Parley (/ˈpɑrli/) is a discussion or conference, especially one between enemies over terms of a truce or other matters. For example, in Julius Caesar (a tragedy by William Shakespeare), the respective followers and armies of Brutus and Antony are ready for a truce. The root of the word parley is parler, which is the French verb "to speak"

Parsely:

Garden parsley is a bright green, hairless, biennial, herbaceous plant in temperate climates, or an annual herb in subtropical and tropical areas.

1 comments

My guess is that iOS autocorrect strikes again. :)
Autocorrect is a bad idea. The kind of spelling error that iOS corrects (At least as far as I know.) is a syntactic error. Whereas the kind of error that autocorrect introduces is a semantic error. A semantic error is much worse than a syntactic one. At worst, a syntactic error leaves your meaning ambiguous. At worst, a semantic error leaves your meaning incorrect or inverted.
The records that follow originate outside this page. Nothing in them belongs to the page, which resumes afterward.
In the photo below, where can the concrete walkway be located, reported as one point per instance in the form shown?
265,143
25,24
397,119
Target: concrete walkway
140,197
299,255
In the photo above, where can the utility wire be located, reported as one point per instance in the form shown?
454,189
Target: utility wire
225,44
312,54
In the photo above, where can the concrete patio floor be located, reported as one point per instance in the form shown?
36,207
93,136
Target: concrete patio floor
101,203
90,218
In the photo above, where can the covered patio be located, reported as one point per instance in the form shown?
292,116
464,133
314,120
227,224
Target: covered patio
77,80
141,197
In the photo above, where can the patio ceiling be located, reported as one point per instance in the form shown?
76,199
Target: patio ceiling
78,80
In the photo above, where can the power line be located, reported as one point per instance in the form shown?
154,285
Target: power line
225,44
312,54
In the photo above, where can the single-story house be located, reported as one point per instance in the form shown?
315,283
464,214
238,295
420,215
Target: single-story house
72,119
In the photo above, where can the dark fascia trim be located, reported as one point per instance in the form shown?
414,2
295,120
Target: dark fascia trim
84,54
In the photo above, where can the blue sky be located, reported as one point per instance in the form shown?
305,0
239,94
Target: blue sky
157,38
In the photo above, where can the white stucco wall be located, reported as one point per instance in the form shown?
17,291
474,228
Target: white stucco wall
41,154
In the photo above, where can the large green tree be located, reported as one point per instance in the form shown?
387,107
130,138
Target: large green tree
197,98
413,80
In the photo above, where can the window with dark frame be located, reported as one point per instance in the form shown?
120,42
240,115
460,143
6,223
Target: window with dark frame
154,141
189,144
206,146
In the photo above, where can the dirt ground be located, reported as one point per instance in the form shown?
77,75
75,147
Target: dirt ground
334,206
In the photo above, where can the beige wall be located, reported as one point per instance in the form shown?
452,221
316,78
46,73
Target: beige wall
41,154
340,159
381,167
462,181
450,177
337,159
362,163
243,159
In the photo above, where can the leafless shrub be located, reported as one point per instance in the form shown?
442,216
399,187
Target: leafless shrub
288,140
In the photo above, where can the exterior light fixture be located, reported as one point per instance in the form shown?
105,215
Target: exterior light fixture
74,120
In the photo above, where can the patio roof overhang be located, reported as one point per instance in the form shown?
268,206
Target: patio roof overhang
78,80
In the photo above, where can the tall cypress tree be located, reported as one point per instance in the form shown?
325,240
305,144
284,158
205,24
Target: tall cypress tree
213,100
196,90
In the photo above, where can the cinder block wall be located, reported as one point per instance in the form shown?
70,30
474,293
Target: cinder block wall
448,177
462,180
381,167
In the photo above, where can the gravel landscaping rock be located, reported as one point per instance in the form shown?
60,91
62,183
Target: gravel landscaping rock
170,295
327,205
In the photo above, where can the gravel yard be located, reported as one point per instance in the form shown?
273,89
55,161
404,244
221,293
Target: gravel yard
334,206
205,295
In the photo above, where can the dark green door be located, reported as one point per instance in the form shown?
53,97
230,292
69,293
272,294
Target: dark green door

Usually you can read past a syntactic error, but a semantic error could change the tone or meaning of your entire message.

Well, it's a question of total value, weighted by frequency. If the autocorrection gets ten syntactic errors fixed for every one semantic error it introduces, it's probably a net gain for the writer.
One abnormally bad semantic error can be worth a thousand syntactic errors.
Have a little care, then. You have to be careful anyway with a touch keyboard. Autocorrect makes me faster, by correcting most errors without making me stop, and that's all I ask of it. I can't recall a time it's stung me in a major way; I can't count the number of times it helps me every day.